Dreyblatt began his research into the cognitive phenomenon of the “Resting State” during a residency at the Center for Arts, Science and Technology at MIT in 2014-15. Cognitive scientists are exploring those forms of information processing that occur when the brain is not involved in the accomplishment of specific tasks and when there is little or no outside stimuli.

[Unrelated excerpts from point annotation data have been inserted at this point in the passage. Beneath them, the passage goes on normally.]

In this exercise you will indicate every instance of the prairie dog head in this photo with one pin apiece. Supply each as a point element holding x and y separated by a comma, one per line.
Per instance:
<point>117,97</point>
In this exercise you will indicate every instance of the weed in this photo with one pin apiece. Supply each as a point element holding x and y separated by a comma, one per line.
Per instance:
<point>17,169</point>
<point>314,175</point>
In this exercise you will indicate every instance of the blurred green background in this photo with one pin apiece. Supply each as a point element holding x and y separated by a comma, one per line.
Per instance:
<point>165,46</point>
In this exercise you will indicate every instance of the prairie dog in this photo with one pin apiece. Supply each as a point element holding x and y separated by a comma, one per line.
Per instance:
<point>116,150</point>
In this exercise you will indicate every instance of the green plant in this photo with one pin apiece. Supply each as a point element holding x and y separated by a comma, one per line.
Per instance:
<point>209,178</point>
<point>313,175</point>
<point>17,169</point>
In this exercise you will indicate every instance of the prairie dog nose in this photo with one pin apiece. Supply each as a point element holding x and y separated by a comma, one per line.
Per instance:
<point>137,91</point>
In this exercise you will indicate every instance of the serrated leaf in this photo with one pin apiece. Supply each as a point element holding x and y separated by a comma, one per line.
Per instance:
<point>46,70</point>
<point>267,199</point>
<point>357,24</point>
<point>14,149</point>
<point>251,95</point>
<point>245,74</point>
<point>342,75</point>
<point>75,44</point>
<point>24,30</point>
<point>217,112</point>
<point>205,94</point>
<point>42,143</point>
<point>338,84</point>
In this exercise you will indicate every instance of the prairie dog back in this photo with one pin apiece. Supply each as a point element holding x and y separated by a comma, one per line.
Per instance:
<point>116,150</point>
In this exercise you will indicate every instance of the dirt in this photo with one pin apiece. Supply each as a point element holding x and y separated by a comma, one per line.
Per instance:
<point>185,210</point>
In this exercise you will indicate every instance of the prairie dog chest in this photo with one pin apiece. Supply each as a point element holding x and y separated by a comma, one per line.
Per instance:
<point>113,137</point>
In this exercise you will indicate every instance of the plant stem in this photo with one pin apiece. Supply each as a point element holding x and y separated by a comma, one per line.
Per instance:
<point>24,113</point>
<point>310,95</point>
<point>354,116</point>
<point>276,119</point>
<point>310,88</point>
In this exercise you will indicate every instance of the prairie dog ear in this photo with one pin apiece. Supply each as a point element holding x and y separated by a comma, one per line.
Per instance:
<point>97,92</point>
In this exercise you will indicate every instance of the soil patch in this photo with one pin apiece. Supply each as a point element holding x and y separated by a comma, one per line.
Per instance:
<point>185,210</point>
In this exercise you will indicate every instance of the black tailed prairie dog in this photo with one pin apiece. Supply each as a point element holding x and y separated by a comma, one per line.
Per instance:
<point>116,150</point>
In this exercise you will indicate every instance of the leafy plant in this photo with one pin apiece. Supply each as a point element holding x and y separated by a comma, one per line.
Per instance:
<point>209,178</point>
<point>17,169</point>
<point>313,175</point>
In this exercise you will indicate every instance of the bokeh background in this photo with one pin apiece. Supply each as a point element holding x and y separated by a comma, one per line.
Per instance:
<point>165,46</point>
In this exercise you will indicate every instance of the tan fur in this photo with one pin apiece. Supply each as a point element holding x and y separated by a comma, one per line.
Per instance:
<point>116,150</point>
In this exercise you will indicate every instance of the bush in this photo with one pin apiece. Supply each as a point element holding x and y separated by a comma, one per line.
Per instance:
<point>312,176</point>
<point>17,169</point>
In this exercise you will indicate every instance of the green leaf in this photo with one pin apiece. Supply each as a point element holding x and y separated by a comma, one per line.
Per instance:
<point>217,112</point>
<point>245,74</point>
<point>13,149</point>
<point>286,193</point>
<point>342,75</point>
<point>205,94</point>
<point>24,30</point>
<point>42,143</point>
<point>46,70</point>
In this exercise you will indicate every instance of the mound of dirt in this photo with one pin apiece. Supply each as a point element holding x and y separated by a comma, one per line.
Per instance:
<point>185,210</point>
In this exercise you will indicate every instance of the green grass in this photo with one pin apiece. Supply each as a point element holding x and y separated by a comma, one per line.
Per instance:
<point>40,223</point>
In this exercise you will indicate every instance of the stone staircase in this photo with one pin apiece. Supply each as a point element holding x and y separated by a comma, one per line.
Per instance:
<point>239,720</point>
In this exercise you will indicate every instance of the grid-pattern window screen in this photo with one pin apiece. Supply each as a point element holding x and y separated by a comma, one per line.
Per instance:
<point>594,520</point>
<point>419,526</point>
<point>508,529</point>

Subjects are exposed to a low-stimulus environment in which light and sound signals are employed, interrupting introspection at random intervals with verbal and visual cues.
In “The Resting State”, Dreyblatt focuses on the methods with which researchers attempt to document and test this essential aspect of consciousness while at the same time turning the recipient into a test subject.
In “The Resting State”, archival film excerpts depicting neurological and psychological testing from the 1930s to the 1960s, experiential reports by test subjects and queries by researchers quoted in the image and sound track question the central role that visualization and language play in our understanding of internal mental states.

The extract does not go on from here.